Field station teams host workshops for five institutional teams, and evaluations are conducted at the beginning of the project and after each workshop. Members of the institutional teams bring their own course and curriculum materials to the workshops, devise ways to improve them with the help of their field station team, and take the ideas back to their classrooms to see what works. The assessment data collected, which are as important as the innovative techniques, are used to evaluate whether student learning improves with the changes.

The success of FIRST is that it not only has an impact on the scientists who get involved, but it also has a ripple effect at their home institutions. This year over 150 faculty and future faculty (graduate and postdoctoral students) will be involved in the FIRST II project. Preliminary data from FIRST I demonstrate that participating faculty incorporated more active, inquiry-based approaches in their courses. However, evaluating the impact of FIRST II on so many different courses and academic programs presents a real challenge. Ebert-May and Hodder plan to focus on three dimensions: improvement of student learning, change in faculty teaching practice, and support of FIRST outcomes by departments and institutions. At the faculty level, Hodder says, "we try to move everybody along on a continuum, so they all are teaching more effectively" after participating in FIRST. One indication of institutional-level change from FIRST I, she adds, is to look at who has proposed and received external funding for innovative educational projects. Faculty from four FIRST teams — Howard University, Murray State University, San Diego State University, and the University of Akron — received grants from the National Science Foundation for course, curriculum, and laboratory improvement and for graduate students interacting with K-12 teachers — all of which grew from involvement in FIRST.

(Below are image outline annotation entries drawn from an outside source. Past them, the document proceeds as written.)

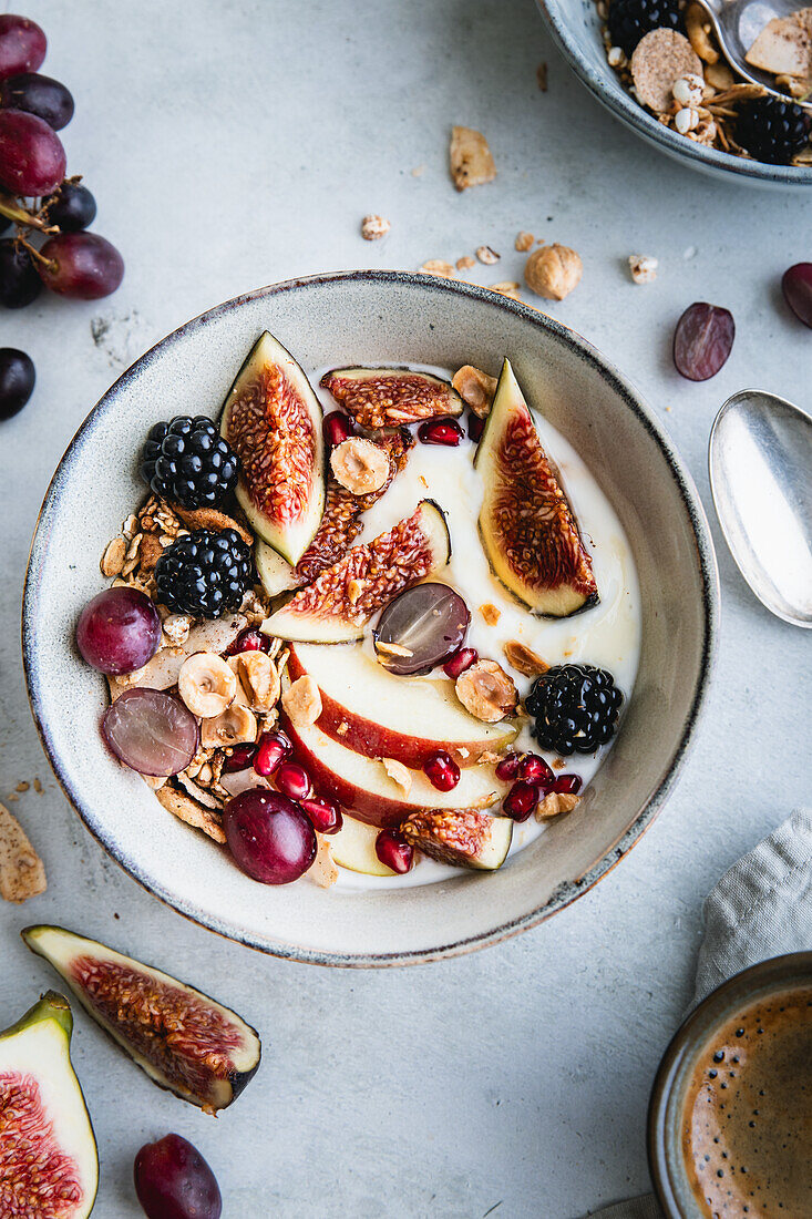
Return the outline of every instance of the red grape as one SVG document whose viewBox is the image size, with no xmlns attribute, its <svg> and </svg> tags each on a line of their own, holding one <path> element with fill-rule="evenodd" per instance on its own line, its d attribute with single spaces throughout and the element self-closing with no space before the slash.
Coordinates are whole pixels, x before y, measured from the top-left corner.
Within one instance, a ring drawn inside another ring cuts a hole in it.
<svg viewBox="0 0 812 1219">
<path fill-rule="evenodd" d="M 782 289 L 799 322 L 812 328 L 812 262 L 796 262 L 785 271 Z"/>
<path fill-rule="evenodd" d="M 48 40 L 28 17 L 0 16 L 0 80 L 20 72 L 35 72 L 45 59 Z"/>
<path fill-rule="evenodd" d="M 161 646 L 161 619 L 145 592 L 105 589 L 82 611 L 76 641 L 94 669 L 121 677 L 155 656 Z"/>
<path fill-rule="evenodd" d="M 430 673 L 462 647 L 468 606 L 447 584 L 417 584 L 390 601 L 376 629 L 378 659 L 397 677 Z M 407 656 L 388 651 L 407 649 Z"/>
<path fill-rule="evenodd" d="M 689 305 L 674 332 L 674 364 L 688 380 L 716 377 L 733 349 L 733 315 L 718 305 Z"/>
<path fill-rule="evenodd" d="M 101 733 L 116 757 L 139 774 L 177 774 L 198 752 L 198 720 L 165 690 L 124 690 L 104 713 Z"/>
<path fill-rule="evenodd" d="M 12 195 L 48 195 L 65 177 L 56 132 L 24 110 L 0 110 L 0 185 Z"/>
<path fill-rule="evenodd" d="M 165 1135 L 141 1147 L 133 1175 L 148 1219 L 219 1219 L 222 1214 L 215 1174 L 180 1135 Z"/>
<path fill-rule="evenodd" d="M 95 233 L 52 236 L 40 254 L 46 260 L 37 263 L 43 283 L 61 296 L 95 301 L 115 293 L 124 278 L 118 250 Z"/>
<path fill-rule="evenodd" d="M 0 419 L 22 411 L 34 393 L 35 380 L 30 356 L 16 347 L 0 347 Z"/>
<path fill-rule="evenodd" d="M 37 115 L 55 130 L 61 132 L 73 118 L 73 96 L 61 80 L 38 72 L 21 72 L 0 84 L 0 105 Z"/>
<path fill-rule="evenodd" d="M 251 787 L 223 809 L 226 841 L 238 868 L 263 885 L 297 880 L 316 858 L 316 831 L 278 791 Z"/>
</svg>

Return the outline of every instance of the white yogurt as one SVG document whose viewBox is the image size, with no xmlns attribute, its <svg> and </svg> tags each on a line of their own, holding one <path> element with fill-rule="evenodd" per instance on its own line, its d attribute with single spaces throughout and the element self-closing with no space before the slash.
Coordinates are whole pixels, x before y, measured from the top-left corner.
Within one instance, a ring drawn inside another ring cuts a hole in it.
<svg viewBox="0 0 812 1219">
<path fill-rule="evenodd" d="M 446 379 L 446 369 L 424 367 Z M 311 384 L 318 385 L 327 369 L 313 374 Z M 319 390 L 324 410 L 335 410 L 326 390 Z M 463 440 L 456 449 L 441 445 L 416 444 L 406 468 L 395 478 L 386 494 L 362 518 L 363 533 L 355 545 L 362 545 L 391 529 L 404 517 L 411 516 L 421 500 L 434 500 L 445 512 L 451 535 L 451 561 L 435 577 L 450 584 L 471 610 L 467 644 L 483 658 L 493 658 L 511 674 L 523 695 L 530 680 L 511 669 L 505 659 L 504 645 L 517 639 L 549 664 L 584 662 L 606 668 L 614 675 L 616 685 L 628 697 L 634 685 L 640 655 L 640 589 L 629 542 L 608 500 L 572 445 L 533 412 L 541 444 L 561 473 L 561 483 L 580 525 L 584 542 L 593 560 L 600 602 L 572 618 L 536 618 L 516 601 L 491 573 L 478 533 L 483 482 L 473 468 L 474 445 Z M 489 627 L 480 612 L 483 605 L 496 606 L 500 618 Z M 371 639 L 371 636 L 369 636 Z M 371 642 L 369 642 L 369 646 Z M 539 751 L 529 727 L 516 741 L 518 750 Z M 579 774 L 584 786 L 597 770 L 611 746 L 597 753 L 567 758 L 566 773 Z M 554 755 L 546 755 L 552 761 Z M 513 831 L 511 855 L 521 851 L 544 830 L 534 818 Z M 395 886 L 433 884 L 460 875 L 457 868 L 422 859 L 405 876 L 379 878 L 339 869 L 338 884 L 343 889 L 391 889 Z"/>
</svg>

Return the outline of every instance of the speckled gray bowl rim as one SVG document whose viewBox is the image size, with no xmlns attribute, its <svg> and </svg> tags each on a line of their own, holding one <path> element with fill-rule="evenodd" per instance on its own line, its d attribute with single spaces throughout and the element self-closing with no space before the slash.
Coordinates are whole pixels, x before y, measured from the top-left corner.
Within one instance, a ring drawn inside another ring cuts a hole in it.
<svg viewBox="0 0 812 1219">
<path fill-rule="evenodd" d="M 206 909 L 195 906 L 193 902 L 184 902 L 183 900 L 173 900 L 168 902 L 160 894 L 157 894 L 149 876 L 145 875 L 139 868 L 138 862 L 135 859 L 121 857 L 112 836 L 104 826 L 98 824 L 98 819 L 93 814 L 91 809 L 83 802 L 82 792 L 74 787 L 71 777 L 59 756 L 59 751 L 55 747 L 48 723 L 43 717 L 43 697 L 35 678 L 33 657 L 37 651 L 37 622 L 41 610 L 34 573 L 39 567 L 40 557 L 43 556 L 48 544 L 49 519 L 59 512 L 60 489 L 66 479 L 71 478 L 73 466 L 79 457 L 84 444 L 91 436 L 95 422 L 106 416 L 110 411 L 116 410 L 118 390 L 127 385 L 128 382 L 138 374 L 138 371 L 151 364 L 154 361 L 160 360 L 166 349 L 174 344 L 183 343 L 184 338 L 193 330 L 198 330 L 199 328 L 207 325 L 208 322 L 219 317 L 222 313 L 239 308 L 246 301 L 252 301 L 263 296 L 278 296 L 283 293 L 306 290 L 313 284 L 340 285 L 354 280 L 367 280 L 378 284 L 401 284 L 411 288 L 418 288 L 421 291 L 451 293 L 472 297 L 473 300 L 482 301 L 491 308 L 500 308 L 507 313 L 517 315 L 529 324 L 536 327 L 539 330 L 550 333 L 558 343 L 568 347 L 579 360 L 586 361 L 596 371 L 611 391 L 623 400 L 640 425 L 656 441 L 667 467 L 671 469 L 694 534 L 696 564 L 702 583 L 702 616 L 705 630 L 694 698 L 683 725 L 682 735 L 674 746 L 671 762 L 663 774 L 663 779 L 660 783 L 660 786 L 639 809 L 638 816 L 628 830 L 604 855 L 604 857 L 594 864 L 594 867 L 591 867 L 582 876 L 578 876 L 575 880 L 560 885 L 541 906 L 529 911 L 521 918 L 502 923 L 493 928 L 490 931 L 483 931 L 468 939 L 457 940 L 451 944 L 441 944 L 436 948 L 391 953 L 344 954 L 340 952 L 323 952 L 304 947 L 291 947 L 287 944 L 269 945 L 266 940 L 254 939 L 250 935 L 237 935 L 230 928 L 223 925 Z M 68 801 L 73 805 L 90 834 L 98 842 L 100 842 L 105 851 L 112 856 L 124 872 L 127 872 L 134 880 L 146 889 L 148 892 L 152 894 L 160 901 L 165 901 L 166 904 L 171 904 L 191 922 L 199 923 L 201 926 L 206 926 L 226 939 L 235 940 L 248 947 L 257 948 L 261 952 L 267 952 L 272 956 L 291 961 L 321 965 L 371 968 L 419 964 L 430 961 L 439 961 L 443 957 L 460 956 L 491 944 L 497 944 L 510 936 L 518 935 L 521 931 L 527 931 L 529 928 L 536 926 L 539 923 L 543 923 L 545 919 L 556 914 L 566 906 L 569 906 L 571 902 L 574 902 L 578 897 L 591 889 L 593 885 L 596 885 L 599 880 L 601 880 L 617 863 L 621 862 L 621 859 L 632 850 L 634 844 L 641 837 L 662 809 L 674 786 L 674 783 L 677 781 L 677 777 L 683 767 L 683 763 L 685 762 L 705 702 L 713 661 L 716 657 L 718 608 L 719 581 L 716 555 L 705 511 L 693 479 L 683 466 L 680 458 L 677 456 L 664 429 L 661 427 L 660 422 L 655 418 L 649 407 L 644 403 L 636 390 L 612 367 L 611 363 L 608 363 L 602 355 L 600 355 L 595 347 L 593 347 L 590 343 L 580 338 L 580 335 L 575 334 L 573 330 L 562 325 L 560 322 L 547 317 L 545 313 L 530 308 L 519 301 L 512 301 L 508 297 L 499 296 L 497 294 L 489 291 L 485 288 L 479 288 L 475 284 L 461 284 L 439 279 L 434 275 L 411 274 L 408 272 L 400 271 L 339 271 L 326 274 L 305 275 L 299 279 L 288 279 L 283 283 L 271 284 L 267 288 L 258 288 L 256 291 L 246 293 L 243 296 L 235 296 L 233 300 L 217 305 L 215 308 L 207 310 L 205 313 L 200 313 L 190 322 L 187 322 L 177 330 L 173 330 L 154 347 L 146 351 L 139 360 L 137 360 L 135 363 L 122 373 L 118 380 L 113 383 L 96 406 L 93 407 L 60 461 L 39 512 L 23 591 L 22 653 L 32 714 L 54 774 L 56 775 Z"/>
<path fill-rule="evenodd" d="M 718 169 L 739 182 L 758 182 L 772 187 L 812 187 L 812 168 L 803 169 L 792 165 L 766 165 L 763 161 L 749 161 L 732 152 L 719 152 L 718 149 L 705 147 L 694 140 L 685 139 L 669 127 L 657 122 L 654 115 L 644 110 L 625 89 L 614 93 L 588 61 L 577 38 L 566 29 L 558 18 L 550 12 L 546 0 L 536 0 L 536 5 L 552 35 L 552 40 L 569 63 L 575 76 L 586 85 L 607 110 L 633 128 L 638 135 L 651 144 L 660 145 L 664 151 L 690 162 L 691 168 Z M 610 69 L 611 71 L 611 69 Z"/>
<path fill-rule="evenodd" d="M 669 1124 L 668 1106 L 682 1068 L 707 1043 L 712 1030 L 730 1019 L 728 997 L 736 998 L 744 1007 L 758 995 L 782 993 L 786 990 L 803 990 L 812 984 L 812 952 L 788 952 L 780 957 L 768 957 L 733 978 L 721 983 L 683 1020 L 668 1043 L 657 1068 L 651 1089 L 646 1118 L 646 1148 L 649 1170 L 666 1219 L 684 1219 L 680 1203 L 674 1193 L 674 1175 L 668 1151 L 669 1140 L 677 1131 Z M 674 1117 L 677 1111 L 674 1111 Z M 699 1214 L 699 1207 L 697 1212 Z"/>
</svg>

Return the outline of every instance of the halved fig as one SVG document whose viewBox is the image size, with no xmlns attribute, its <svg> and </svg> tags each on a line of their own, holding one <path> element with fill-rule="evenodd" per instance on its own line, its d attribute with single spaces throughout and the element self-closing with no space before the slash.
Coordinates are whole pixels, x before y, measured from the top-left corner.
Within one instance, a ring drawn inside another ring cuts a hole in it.
<svg viewBox="0 0 812 1219">
<path fill-rule="evenodd" d="M 495 872 L 507 858 L 513 822 L 478 808 L 433 808 L 412 813 L 400 833 L 410 846 L 440 863 Z"/>
<path fill-rule="evenodd" d="M 0 1214 L 85 1219 L 99 1187 L 96 1140 L 71 1063 L 63 995 L 0 1032 Z"/>
<path fill-rule="evenodd" d="M 474 466 L 485 484 L 479 533 L 494 574 L 538 614 L 566 618 L 595 605 L 591 560 L 507 360 Z"/>
<path fill-rule="evenodd" d="M 433 500 L 422 500 L 411 517 L 365 546 L 355 546 L 300 589 L 261 629 L 279 639 L 313 644 L 361 639 L 378 610 L 444 567 L 450 556 L 445 516 Z"/>
<path fill-rule="evenodd" d="M 297 563 L 324 511 L 322 407 L 294 357 L 267 330 L 228 391 L 221 433 L 240 460 L 237 499 L 251 528 Z"/>
<path fill-rule="evenodd" d="M 255 1074 L 262 1052 L 256 1031 L 208 995 L 61 926 L 21 934 L 158 1087 L 217 1113 Z"/>
<path fill-rule="evenodd" d="M 333 368 L 319 384 L 362 428 L 462 414 L 462 399 L 450 382 L 411 368 Z"/>
</svg>

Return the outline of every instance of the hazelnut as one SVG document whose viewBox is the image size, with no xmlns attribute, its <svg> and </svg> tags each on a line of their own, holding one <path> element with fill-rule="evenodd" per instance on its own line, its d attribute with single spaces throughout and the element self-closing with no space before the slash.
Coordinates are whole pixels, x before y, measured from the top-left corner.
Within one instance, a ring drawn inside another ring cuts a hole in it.
<svg viewBox="0 0 812 1219">
<path fill-rule="evenodd" d="M 524 263 L 524 279 L 539 296 L 549 301 L 562 301 L 577 288 L 584 265 L 566 245 L 543 245 L 534 250 Z"/>
</svg>

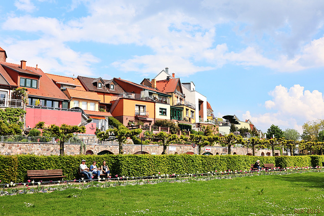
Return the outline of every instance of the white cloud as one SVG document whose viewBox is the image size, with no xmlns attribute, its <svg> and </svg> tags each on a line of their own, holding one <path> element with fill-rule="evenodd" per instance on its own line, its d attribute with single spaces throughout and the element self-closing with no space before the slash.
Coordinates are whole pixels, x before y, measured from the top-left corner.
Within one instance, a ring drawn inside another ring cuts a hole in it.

What Ebert-May and Hodder are building is more long-term and systemic than an isolated series of workshops. Their intention with FIRST II is to foster change at all levels, so that excellent teaching improves learning by all students and earns the recognition and rewards it deserves. The hope is that teaching will become more than an ancillary activity in most scientists' careers, not a drain of energy but an investment of time as important as research. With its multilayer team-of-teams structure, FIRST II creates a network of scientists who support one another in implementing effective changes within institutions. "It takes real commitment from teams to make this work," Ebert-May says. "By building support for integrating research and teaching, we begin to influence the culture of science."